PS: The function generateSamples can generate larger sets for whatever reasons. I tested it up to N=9 which yielded 7,087,261 combinations. Internally it uses O(N) space and generates each sample in O(N) time.

Thanks to the zero-one principle of sorting networks, if your sorting algorithm can be viewed as a sorting network (a composition of MinMax boxes as you call them is pretty much the definition of a sorting network) it suffices to check all binary inputs, of which there are only 2⁴=16 in this case.

Those inputs correspond to the numbers 0..15 (which would be fed into the algorithm as 4 separate bits, not one number) so the algorithm to generate the sequence of inputs is trivial.

There are 4!=24 permutations of (1,2,3,4). It is easy to enumerate them.

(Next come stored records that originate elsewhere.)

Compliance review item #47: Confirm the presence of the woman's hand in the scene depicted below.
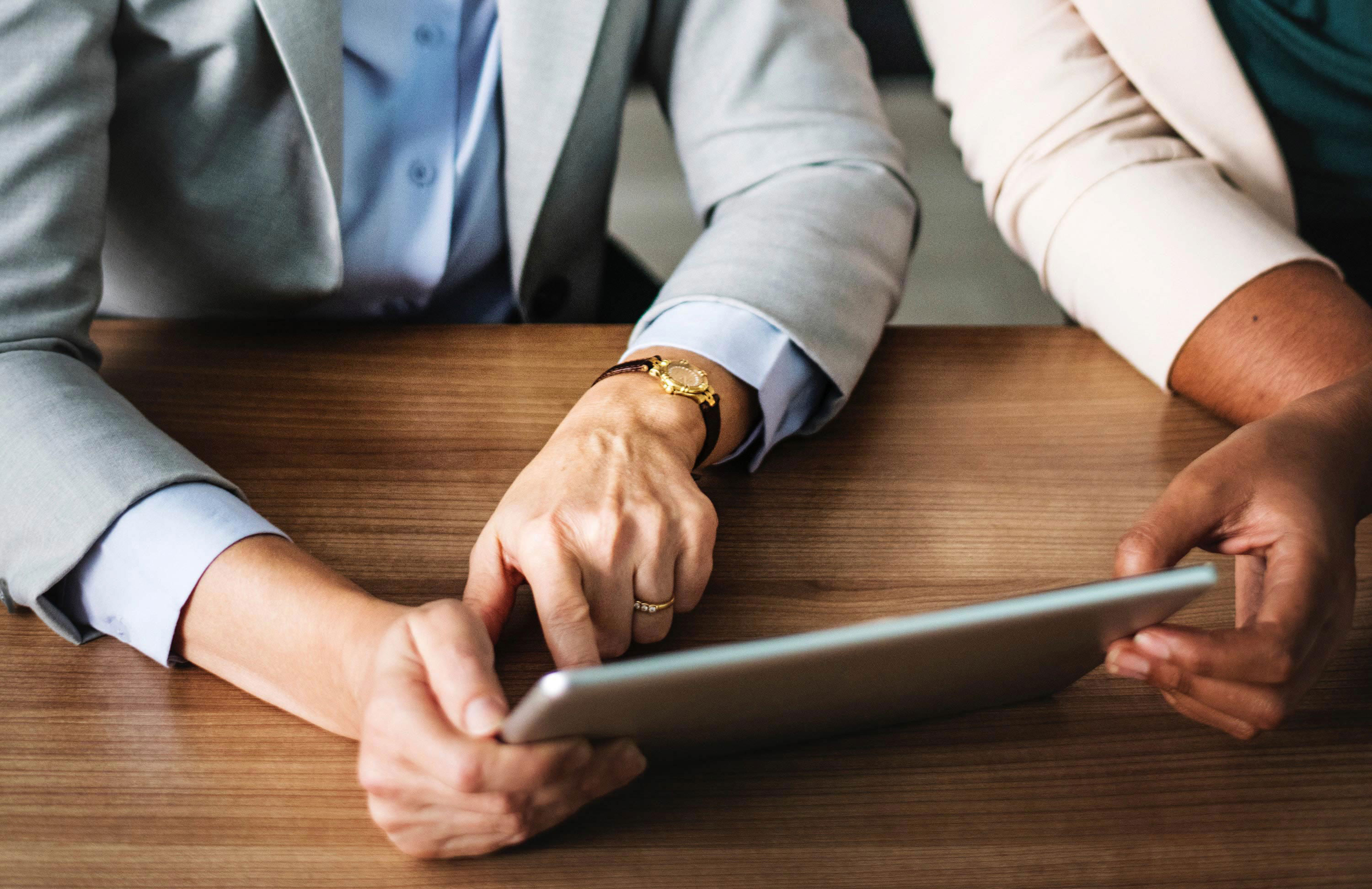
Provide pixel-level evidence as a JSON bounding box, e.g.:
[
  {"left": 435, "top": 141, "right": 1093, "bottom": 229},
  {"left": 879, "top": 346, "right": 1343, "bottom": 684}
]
[
  {"left": 1106, "top": 372, "right": 1372, "bottom": 738},
  {"left": 464, "top": 355, "right": 756, "bottom": 668},
  {"left": 358, "top": 600, "right": 646, "bottom": 857}
]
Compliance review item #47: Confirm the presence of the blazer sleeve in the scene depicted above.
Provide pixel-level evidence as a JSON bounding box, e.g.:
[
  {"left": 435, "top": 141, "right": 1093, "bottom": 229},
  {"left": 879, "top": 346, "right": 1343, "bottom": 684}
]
[
  {"left": 634, "top": 0, "right": 916, "bottom": 432},
  {"left": 910, "top": 0, "right": 1332, "bottom": 387},
  {"left": 0, "top": 0, "right": 237, "bottom": 641}
]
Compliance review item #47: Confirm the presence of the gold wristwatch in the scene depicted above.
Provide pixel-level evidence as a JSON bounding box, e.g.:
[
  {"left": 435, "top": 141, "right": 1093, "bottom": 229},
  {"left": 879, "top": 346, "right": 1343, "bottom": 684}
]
[{"left": 591, "top": 355, "right": 719, "bottom": 468}]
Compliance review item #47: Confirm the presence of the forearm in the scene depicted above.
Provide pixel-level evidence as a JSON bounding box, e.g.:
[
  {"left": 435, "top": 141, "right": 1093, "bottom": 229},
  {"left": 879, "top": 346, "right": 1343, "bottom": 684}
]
[
  {"left": 1170, "top": 262, "right": 1372, "bottom": 424},
  {"left": 173, "top": 536, "right": 407, "bottom": 738}
]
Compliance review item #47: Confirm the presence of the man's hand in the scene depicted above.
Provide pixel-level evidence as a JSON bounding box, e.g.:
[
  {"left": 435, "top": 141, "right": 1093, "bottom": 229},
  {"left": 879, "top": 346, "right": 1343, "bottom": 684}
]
[
  {"left": 176, "top": 536, "right": 643, "bottom": 857},
  {"left": 358, "top": 600, "right": 645, "bottom": 857},
  {"left": 464, "top": 351, "right": 757, "bottom": 668},
  {"left": 1106, "top": 370, "right": 1372, "bottom": 738}
]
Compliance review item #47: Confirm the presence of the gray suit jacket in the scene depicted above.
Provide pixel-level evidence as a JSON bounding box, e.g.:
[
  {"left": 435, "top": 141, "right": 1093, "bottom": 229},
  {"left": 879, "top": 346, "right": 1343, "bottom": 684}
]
[{"left": 0, "top": 0, "right": 915, "bottom": 639}]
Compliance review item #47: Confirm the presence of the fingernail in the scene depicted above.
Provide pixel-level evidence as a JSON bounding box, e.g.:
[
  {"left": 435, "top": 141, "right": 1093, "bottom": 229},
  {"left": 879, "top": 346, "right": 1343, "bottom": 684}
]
[
  {"left": 1106, "top": 652, "right": 1148, "bottom": 679},
  {"left": 1133, "top": 630, "right": 1172, "bottom": 660},
  {"left": 462, "top": 696, "right": 506, "bottom": 737}
]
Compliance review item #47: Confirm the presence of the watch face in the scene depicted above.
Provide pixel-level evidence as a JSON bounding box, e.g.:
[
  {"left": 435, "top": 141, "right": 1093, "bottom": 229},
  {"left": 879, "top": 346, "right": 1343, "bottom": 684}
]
[{"left": 661, "top": 361, "right": 709, "bottom": 392}]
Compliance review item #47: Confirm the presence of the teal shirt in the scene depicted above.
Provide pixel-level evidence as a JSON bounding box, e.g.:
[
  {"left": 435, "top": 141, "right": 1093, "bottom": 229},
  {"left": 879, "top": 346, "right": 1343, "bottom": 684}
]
[{"left": 1210, "top": 0, "right": 1372, "bottom": 289}]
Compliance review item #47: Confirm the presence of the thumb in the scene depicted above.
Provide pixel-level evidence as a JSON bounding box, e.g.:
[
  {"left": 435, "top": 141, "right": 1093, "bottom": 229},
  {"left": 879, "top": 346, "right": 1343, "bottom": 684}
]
[
  {"left": 462, "top": 523, "right": 519, "bottom": 639},
  {"left": 410, "top": 600, "right": 509, "bottom": 738},
  {"left": 1114, "top": 469, "right": 1229, "bottom": 578}
]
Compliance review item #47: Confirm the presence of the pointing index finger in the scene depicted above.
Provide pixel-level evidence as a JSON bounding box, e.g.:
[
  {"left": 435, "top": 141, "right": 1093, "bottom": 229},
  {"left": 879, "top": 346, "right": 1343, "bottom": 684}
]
[{"left": 519, "top": 547, "right": 601, "bottom": 669}]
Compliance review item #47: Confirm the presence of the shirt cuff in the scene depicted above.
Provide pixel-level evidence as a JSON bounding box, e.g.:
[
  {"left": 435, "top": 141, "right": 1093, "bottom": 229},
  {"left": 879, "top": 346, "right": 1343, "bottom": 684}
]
[
  {"left": 622, "top": 299, "right": 830, "bottom": 471},
  {"left": 49, "top": 482, "right": 285, "bottom": 667}
]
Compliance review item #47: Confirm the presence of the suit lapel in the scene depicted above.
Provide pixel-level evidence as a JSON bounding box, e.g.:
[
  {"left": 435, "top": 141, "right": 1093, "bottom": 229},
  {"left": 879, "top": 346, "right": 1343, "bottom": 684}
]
[
  {"left": 497, "top": 0, "right": 608, "bottom": 283},
  {"left": 255, "top": 0, "right": 343, "bottom": 207},
  {"left": 1076, "top": 0, "right": 1295, "bottom": 228}
]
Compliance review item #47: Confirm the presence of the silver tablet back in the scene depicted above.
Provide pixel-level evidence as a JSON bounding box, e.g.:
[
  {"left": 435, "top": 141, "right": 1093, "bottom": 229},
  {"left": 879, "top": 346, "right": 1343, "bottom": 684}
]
[{"left": 502, "top": 565, "right": 1216, "bottom": 757}]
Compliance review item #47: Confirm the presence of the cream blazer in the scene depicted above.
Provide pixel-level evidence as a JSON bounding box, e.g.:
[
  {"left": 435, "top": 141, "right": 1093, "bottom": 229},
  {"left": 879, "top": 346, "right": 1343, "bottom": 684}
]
[{"left": 910, "top": 0, "right": 1332, "bottom": 387}]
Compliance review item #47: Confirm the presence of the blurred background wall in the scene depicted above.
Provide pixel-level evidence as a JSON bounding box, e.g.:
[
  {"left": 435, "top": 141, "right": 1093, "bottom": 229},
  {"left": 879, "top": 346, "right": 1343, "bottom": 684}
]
[{"left": 611, "top": 0, "right": 1063, "bottom": 324}]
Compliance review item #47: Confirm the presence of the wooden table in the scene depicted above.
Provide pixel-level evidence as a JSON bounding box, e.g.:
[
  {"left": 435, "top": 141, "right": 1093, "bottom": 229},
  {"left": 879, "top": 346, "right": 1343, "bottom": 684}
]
[{"left": 0, "top": 322, "right": 1372, "bottom": 889}]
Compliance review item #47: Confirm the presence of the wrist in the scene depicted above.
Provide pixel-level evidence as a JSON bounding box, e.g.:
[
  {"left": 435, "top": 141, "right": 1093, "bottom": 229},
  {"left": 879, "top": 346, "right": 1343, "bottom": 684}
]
[
  {"left": 339, "top": 593, "right": 414, "bottom": 738},
  {"left": 1290, "top": 366, "right": 1372, "bottom": 520},
  {"left": 558, "top": 373, "right": 705, "bottom": 469}
]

If your system sorts some of them incorrectly, then it is broken. If it sorts all of them correctly, we can claim that it correctly sorts permutations of (1,2,3,4). This inspires confidence in its correct functioning, but cannot prove it. Indeed, what if one of your boxes compares 23002936894782192854 and 94528594871170264370, and only this pair, incorrectly? It is impossible to weed out all such failure modes without checking all permutations of all 4-tuples of numbers, and there are infinitely many of those.